Romeo Piazera Júnior[1]

 

1 INTRODUÇÃO

O presente artigo aborda a questão da eventual inconstitucionalidade dos depósitos recursais, que são exigidos pela Justiça do Trabalho para fins de preenchimento de um dos pressupostos extrínsecos de admissibilidade recursal.

Se de um lado é possível apontar que em defesa da tese dos que admitem a constitucionalidade destes depósitos recursais, verifica-se tanto a questão de política judiciária, que vê na exigência do depósito prévio um elemento filtrador para a análise das demandas, assim como uma forma, também de garantir a execução das decisões proferidas, de outro lado, também nos é possível conhecer os fundamentos dos que apontam as possíveis inconstitucionalidades dos depósitos recursais, na medida em que estariam a ferir de morte princípios constitucionais que servem de orientação maior a toda a teia legislativa que lhe deve submissão.

Assim, com o presente artigo, humildemente objetiva-se demonstrar com qual fileira (ou a dos que admitem ou a dos que rechaçam a exigência dos depósitos recursais pela Justiça do Trabalho), milita o melhor direito e, assim, seria distribuída a necessária Justiça, esta vista como fim supremo pretendido e razão da própria existência do Direito.

 

2 OS DEPÓSITOS RECURSAIS NO ÂMBITO DA JUSTIÇA DO TRABALHO

Como é pertinente considerar, com fundamento no artigo 899 e seus parágrafos, assim como por intermédio das Leis n°s 8.177/91, 8.542/92 e mais recentemente a Lei n° 12.275/10, a Justiça do Trabalho condiciona o conhecimento dos recursos que lhe são endereçados, à verificação do cumprimento por parte do(a) recorrente, no que diz respeito à comprovação do depósito prévio do valor da condenação que lhe foi imposta pela sentença atacada por meio do expediente recursal, observados os limites de valores, considerados estes como ´tetos máximos´ que são fixados pela legislação específica que trata da matéria.

Trata-se, pois, como sabemos, da verificação feita pelos Tribunais Trabalhistas, quanto ao preenchimento de apenas um dos pressupostos extrínsecos que servem de condição de admissibilidade do recurso interposto.
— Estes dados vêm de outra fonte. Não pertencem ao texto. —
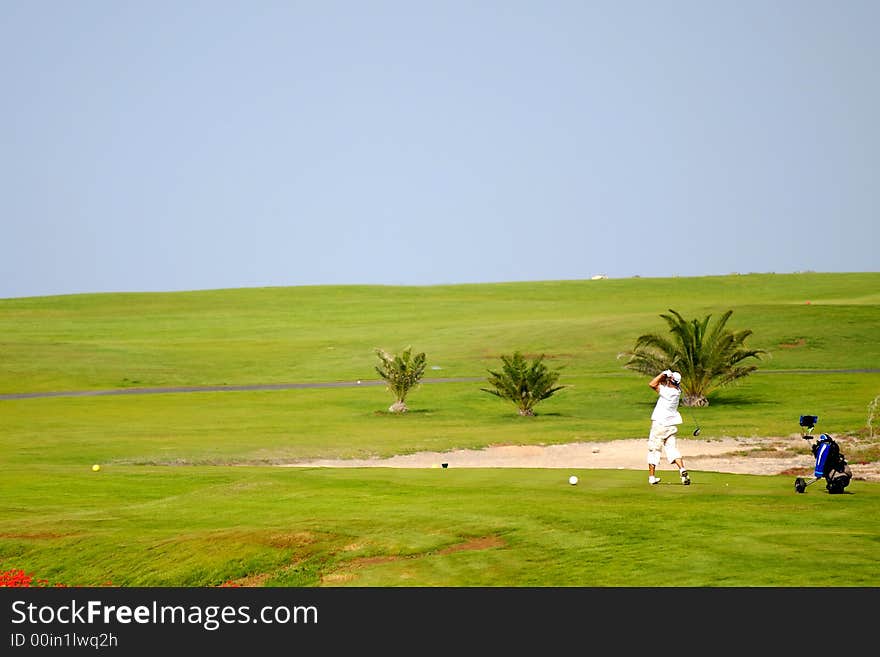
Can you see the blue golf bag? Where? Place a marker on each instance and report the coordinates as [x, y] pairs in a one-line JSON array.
[[830, 464]]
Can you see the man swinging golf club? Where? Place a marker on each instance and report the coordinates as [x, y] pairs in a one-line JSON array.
[[664, 425]]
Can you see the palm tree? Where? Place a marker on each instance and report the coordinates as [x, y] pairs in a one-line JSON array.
[[402, 372], [523, 383], [708, 359]]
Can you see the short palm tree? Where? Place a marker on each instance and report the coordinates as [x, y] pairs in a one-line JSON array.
[[523, 383], [402, 372], [708, 359]]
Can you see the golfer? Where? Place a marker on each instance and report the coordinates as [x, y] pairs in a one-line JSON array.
[[664, 425]]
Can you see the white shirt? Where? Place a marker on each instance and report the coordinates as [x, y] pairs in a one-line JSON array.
[[666, 408]]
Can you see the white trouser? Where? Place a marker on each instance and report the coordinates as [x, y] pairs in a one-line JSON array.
[[662, 437]]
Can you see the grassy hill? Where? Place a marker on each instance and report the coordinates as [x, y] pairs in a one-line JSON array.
[[179, 501]]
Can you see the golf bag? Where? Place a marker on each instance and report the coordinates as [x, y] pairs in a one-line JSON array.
[[831, 464]]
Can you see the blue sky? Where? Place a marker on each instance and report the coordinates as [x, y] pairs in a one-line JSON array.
[[160, 146]]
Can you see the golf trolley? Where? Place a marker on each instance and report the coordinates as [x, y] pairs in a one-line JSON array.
[[830, 465]]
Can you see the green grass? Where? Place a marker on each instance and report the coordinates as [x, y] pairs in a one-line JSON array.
[[150, 526], [179, 501]]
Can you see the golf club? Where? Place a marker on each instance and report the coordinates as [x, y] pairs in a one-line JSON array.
[[800, 484]]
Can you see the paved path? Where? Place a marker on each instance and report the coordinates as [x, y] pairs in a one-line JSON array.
[[332, 384], [242, 388]]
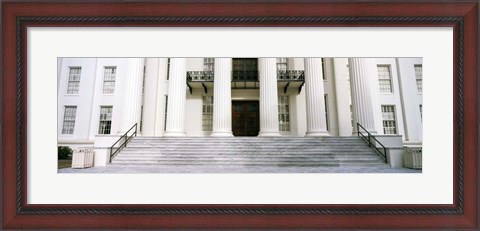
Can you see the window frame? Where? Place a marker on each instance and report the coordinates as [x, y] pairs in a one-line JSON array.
[[109, 81], [65, 116], [395, 122], [390, 79], [101, 130], [207, 115], [69, 80], [417, 78]]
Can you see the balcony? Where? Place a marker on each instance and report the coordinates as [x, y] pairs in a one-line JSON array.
[[246, 79], [291, 79], [200, 76], [290, 75]]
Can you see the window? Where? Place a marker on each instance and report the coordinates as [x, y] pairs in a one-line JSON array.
[[384, 79], [325, 97], [389, 122], [323, 69], [207, 118], [143, 79], [141, 118], [74, 80], [105, 120], [281, 64], [421, 112], [168, 69], [283, 113], [109, 80], [166, 106], [351, 118], [209, 64], [419, 77], [69, 119]]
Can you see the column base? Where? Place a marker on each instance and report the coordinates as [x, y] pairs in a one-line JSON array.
[[269, 134], [317, 134], [221, 134], [174, 134]]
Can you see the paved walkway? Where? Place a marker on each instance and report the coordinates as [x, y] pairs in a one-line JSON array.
[[234, 169]]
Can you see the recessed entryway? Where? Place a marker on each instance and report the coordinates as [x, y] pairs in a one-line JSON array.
[[245, 118]]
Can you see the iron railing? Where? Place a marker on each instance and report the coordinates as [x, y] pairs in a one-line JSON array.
[[125, 137], [245, 76], [369, 138], [291, 75], [412, 157], [200, 76]]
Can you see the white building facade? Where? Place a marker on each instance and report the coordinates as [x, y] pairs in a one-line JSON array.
[[228, 97]]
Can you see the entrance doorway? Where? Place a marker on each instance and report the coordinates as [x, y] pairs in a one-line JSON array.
[[245, 118]]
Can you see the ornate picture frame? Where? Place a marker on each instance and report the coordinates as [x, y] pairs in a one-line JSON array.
[[462, 16]]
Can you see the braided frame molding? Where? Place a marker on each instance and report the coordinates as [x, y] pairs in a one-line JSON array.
[[22, 209]]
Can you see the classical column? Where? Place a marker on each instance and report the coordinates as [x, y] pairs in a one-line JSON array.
[[176, 98], [365, 107], [342, 96], [268, 97], [132, 98], [222, 98], [316, 119]]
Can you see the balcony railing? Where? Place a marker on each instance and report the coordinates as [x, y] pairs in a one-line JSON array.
[[245, 76], [290, 75], [200, 76]]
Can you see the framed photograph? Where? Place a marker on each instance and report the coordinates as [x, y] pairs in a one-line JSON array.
[[44, 42]]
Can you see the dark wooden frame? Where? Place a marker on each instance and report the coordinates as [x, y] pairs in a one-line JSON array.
[[462, 16]]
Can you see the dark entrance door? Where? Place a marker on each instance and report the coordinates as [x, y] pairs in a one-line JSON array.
[[245, 118]]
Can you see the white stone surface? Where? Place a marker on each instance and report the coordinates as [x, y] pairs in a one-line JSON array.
[[176, 98], [268, 97], [316, 119], [336, 85], [222, 100]]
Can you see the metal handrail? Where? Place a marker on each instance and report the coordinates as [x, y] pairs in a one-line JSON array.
[[370, 143], [124, 137]]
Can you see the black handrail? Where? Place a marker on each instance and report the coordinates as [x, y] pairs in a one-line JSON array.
[[370, 143], [124, 137]]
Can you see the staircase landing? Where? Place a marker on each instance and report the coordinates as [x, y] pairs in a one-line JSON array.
[[240, 153]]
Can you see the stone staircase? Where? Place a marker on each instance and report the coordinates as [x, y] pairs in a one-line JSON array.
[[249, 151]]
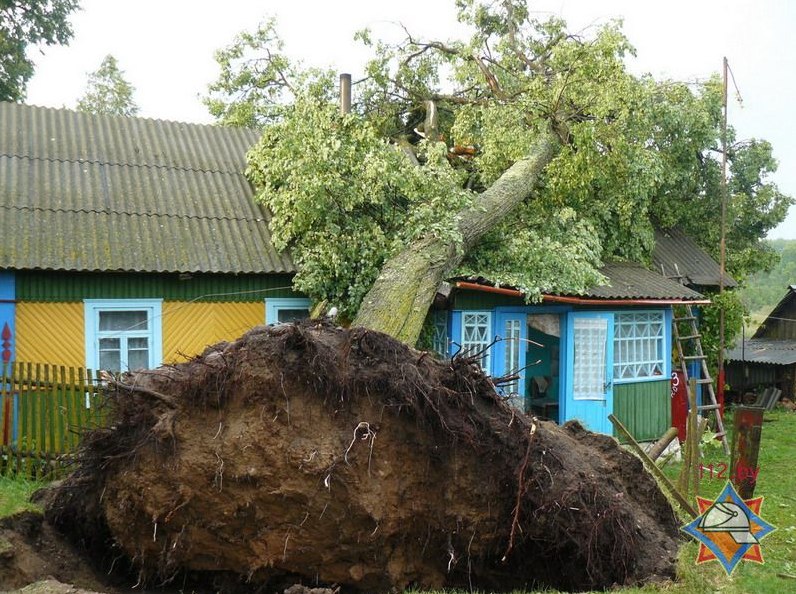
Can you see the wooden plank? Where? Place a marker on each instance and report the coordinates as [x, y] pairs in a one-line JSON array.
[[653, 468], [660, 445], [52, 408]]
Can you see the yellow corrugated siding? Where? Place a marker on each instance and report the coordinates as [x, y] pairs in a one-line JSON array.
[[50, 333], [189, 327]]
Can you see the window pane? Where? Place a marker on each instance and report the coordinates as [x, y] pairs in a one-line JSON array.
[[138, 359], [290, 315], [141, 342], [123, 320], [475, 336], [512, 363], [590, 336], [638, 345], [110, 354], [109, 344]]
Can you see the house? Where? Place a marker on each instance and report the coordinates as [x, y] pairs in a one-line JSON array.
[[768, 359], [128, 242], [575, 356]]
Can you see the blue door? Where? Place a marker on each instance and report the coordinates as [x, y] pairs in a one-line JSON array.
[[590, 393], [509, 358]]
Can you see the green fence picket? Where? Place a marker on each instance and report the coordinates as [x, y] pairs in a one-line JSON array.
[[54, 406]]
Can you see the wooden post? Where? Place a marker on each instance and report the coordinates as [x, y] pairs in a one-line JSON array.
[[657, 449], [345, 93], [694, 434], [747, 431]]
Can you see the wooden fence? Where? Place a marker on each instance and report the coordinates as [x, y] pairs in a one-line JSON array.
[[44, 410]]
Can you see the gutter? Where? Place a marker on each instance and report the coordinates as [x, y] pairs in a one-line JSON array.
[[579, 300]]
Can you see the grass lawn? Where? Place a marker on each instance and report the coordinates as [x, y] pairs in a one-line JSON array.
[[776, 482], [14, 495]]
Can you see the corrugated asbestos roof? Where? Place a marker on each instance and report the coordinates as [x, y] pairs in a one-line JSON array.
[[758, 350], [674, 250], [98, 193], [627, 280]]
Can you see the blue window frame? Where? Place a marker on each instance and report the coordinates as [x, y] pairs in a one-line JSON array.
[[280, 310], [641, 346], [476, 335], [123, 334]]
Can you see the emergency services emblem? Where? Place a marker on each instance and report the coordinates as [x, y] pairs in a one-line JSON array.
[[729, 529]]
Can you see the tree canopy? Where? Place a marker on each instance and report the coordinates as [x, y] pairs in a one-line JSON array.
[[435, 124], [108, 92], [26, 23]]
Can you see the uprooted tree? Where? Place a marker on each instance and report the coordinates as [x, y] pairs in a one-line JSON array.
[[315, 453], [579, 156]]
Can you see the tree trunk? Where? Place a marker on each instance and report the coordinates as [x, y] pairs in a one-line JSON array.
[[398, 302]]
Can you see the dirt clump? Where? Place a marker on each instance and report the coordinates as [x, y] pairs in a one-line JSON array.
[[31, 550], [314, 454]]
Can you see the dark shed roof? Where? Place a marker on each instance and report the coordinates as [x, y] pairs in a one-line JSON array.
[[778, 316], [674, 250], [98, 193], [627, 280], [758, 350]]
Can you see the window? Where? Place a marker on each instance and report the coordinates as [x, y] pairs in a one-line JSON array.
[[639, 345], [280, 310], [590, 337], [476, 331], [439, 329], [123, 334], [512, 337]]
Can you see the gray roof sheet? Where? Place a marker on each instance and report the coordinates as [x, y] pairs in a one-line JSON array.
[[93, 193], [627, 280], [674, 250], [758, 350]]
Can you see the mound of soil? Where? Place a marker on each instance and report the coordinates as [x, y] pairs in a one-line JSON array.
[[322, 455], [31, 550]]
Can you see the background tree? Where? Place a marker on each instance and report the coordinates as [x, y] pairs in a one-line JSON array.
[[24, 23], [523, 154], [108, 92]]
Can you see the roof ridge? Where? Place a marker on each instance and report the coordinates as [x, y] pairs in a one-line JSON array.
[[130, 213], [119, 164]]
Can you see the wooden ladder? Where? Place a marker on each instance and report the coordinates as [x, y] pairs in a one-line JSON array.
[[685, 313]]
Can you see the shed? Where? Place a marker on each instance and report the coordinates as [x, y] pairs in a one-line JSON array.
[[769, 357]]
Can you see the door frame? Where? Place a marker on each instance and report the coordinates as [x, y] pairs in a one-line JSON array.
[[592, 412]]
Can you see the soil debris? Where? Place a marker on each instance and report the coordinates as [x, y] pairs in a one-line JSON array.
[[325, 456]]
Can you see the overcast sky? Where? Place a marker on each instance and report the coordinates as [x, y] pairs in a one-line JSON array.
[[166, 49]]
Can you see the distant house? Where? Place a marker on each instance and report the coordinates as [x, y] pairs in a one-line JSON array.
[[677, 255], [768, 359], [129, 242]]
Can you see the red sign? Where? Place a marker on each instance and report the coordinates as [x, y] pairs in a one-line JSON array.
[[679, 404]]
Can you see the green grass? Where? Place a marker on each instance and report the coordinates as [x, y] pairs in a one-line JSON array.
[[777, 483], [15, 495]]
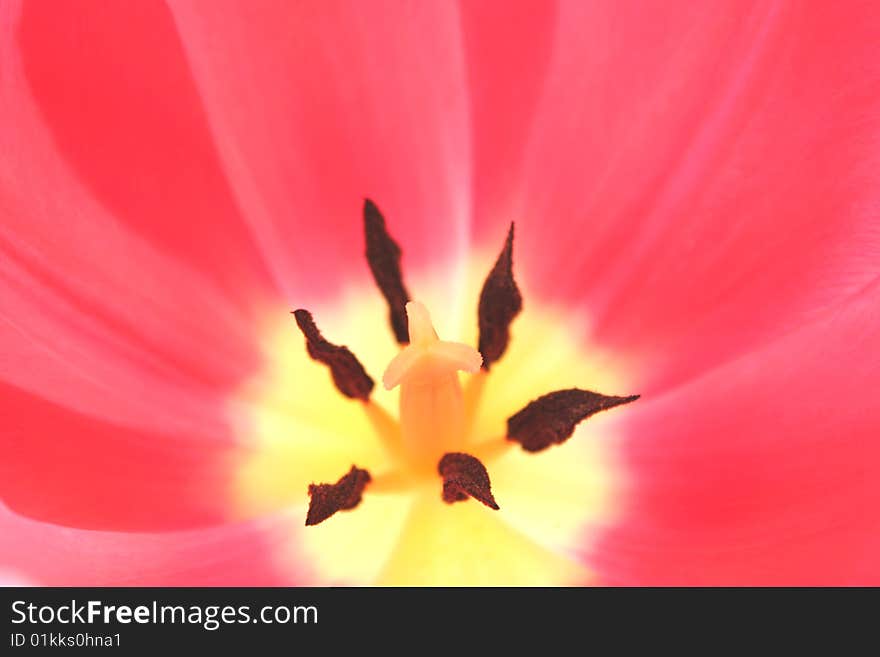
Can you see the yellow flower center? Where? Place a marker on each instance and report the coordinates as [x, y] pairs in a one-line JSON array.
[[297, 429]]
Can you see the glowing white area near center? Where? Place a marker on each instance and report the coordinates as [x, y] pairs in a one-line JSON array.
[[431, 416], [298, 430]]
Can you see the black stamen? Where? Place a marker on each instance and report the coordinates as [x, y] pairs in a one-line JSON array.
[[349, 375], [383, 256], [551, 419], [465, 476], [500, 302], [327, 499]]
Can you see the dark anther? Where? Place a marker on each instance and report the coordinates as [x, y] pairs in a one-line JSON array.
[[464, 476], [327, 499], [349, 375], [551, 419], [383, 256], [500, 302]]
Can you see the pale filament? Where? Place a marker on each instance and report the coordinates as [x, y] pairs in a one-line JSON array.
[[432, 418]]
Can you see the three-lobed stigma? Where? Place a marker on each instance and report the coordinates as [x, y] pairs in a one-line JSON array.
[[430, 437]]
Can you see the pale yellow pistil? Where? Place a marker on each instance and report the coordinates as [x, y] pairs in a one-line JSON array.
[[432, 420]]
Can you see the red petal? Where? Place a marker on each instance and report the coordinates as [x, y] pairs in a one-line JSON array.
[[93, 314], [316, 107], [700, 178], [234, 555], [116, 93], [764, 471], [71, 469]]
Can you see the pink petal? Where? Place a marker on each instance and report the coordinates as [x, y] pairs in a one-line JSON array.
[[61, 466], [233, 555], [763, 471], [115, 91], [701, 178], [119, 358], [315, 107], [95, 314]]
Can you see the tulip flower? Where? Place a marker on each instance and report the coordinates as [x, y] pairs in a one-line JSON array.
[[583, 292]]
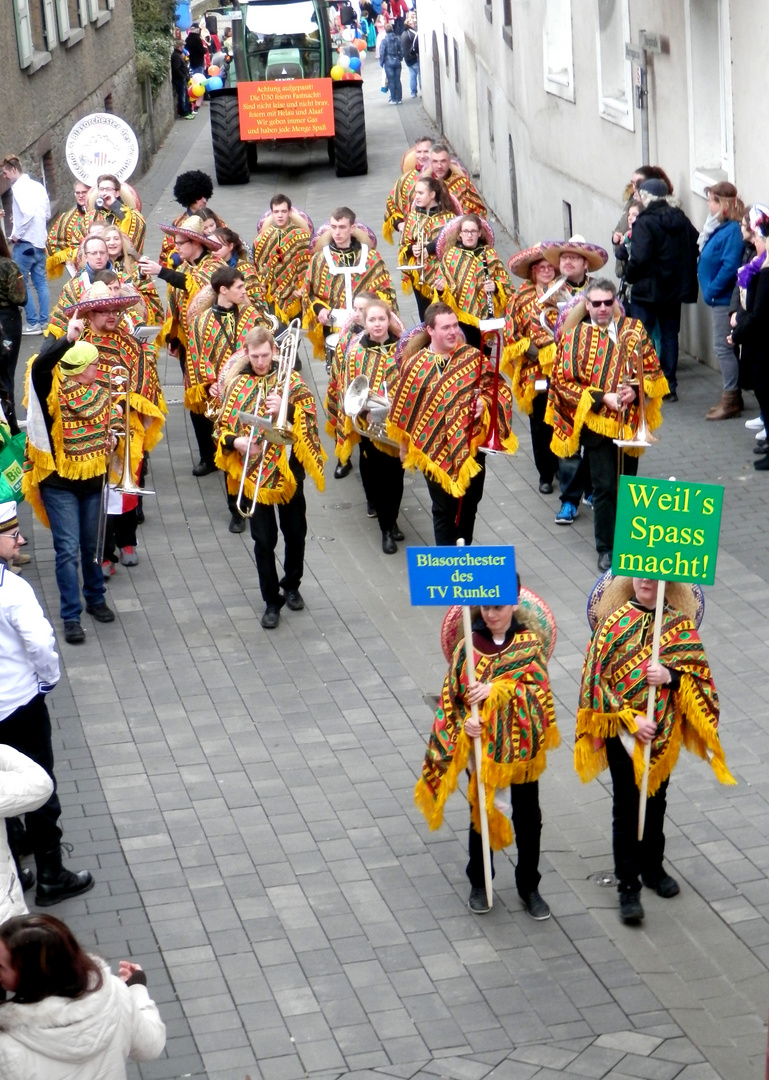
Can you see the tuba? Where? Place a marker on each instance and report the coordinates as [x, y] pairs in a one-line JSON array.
[[368, 410]]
Os demais pressupostos extrínsecos normalmente são apontados como a [1] tempestividade; e [2] regularidade da representação processual.

Como mencionado alhures no preâmbulo deste artigo, entre os que defendem a constitucionalidade dos depósitos recursais exigidos pela Justiça do Trabalho, é possível destacar algumas das razões que lhes servem de suporte para assim considerar, senão vejamos:

Entendem, os que assim pensam (com a admissão de inabalável constitucionalidade dos depósitos recursais), que o depósito recursal não fere o direito de ação, uma vez que o recorrente pode ingressar em juízo sem ter que fazer qualquer depósito para propor a ação, não se excluindo da apreciação do Poder Judiciário, lesão ou ameaça a direito (art. 5°, XXXV, da Lei Maior).

De outra banda, há também o argumento feito no sentido de que o depósito recursal trabalhista estaria privilegiando os princípios do contraditório e da ampla defesa, uma vez que por exemplo, o art. 40 da Lei n8.177/91, não impede o empregador de recorrer, servindo apenas de elemento garantidor da execução, constituindo-se, assim, um dos pressupostos objetivos do direito de apelar.

Também, há os que argumentam que os depósitos recursais trabalhistas não violam o princípio constitucional da igualdade de todos perante a lei, pois é evidente que o empregado e o empregador são desiguais. Argumentam, pois, que o empregado, caso tivesse de depositar para recorrer, não teria condições econômicas para tanto. O empregador, ao contrário, possuiria condições materiais para efetuar o depósito.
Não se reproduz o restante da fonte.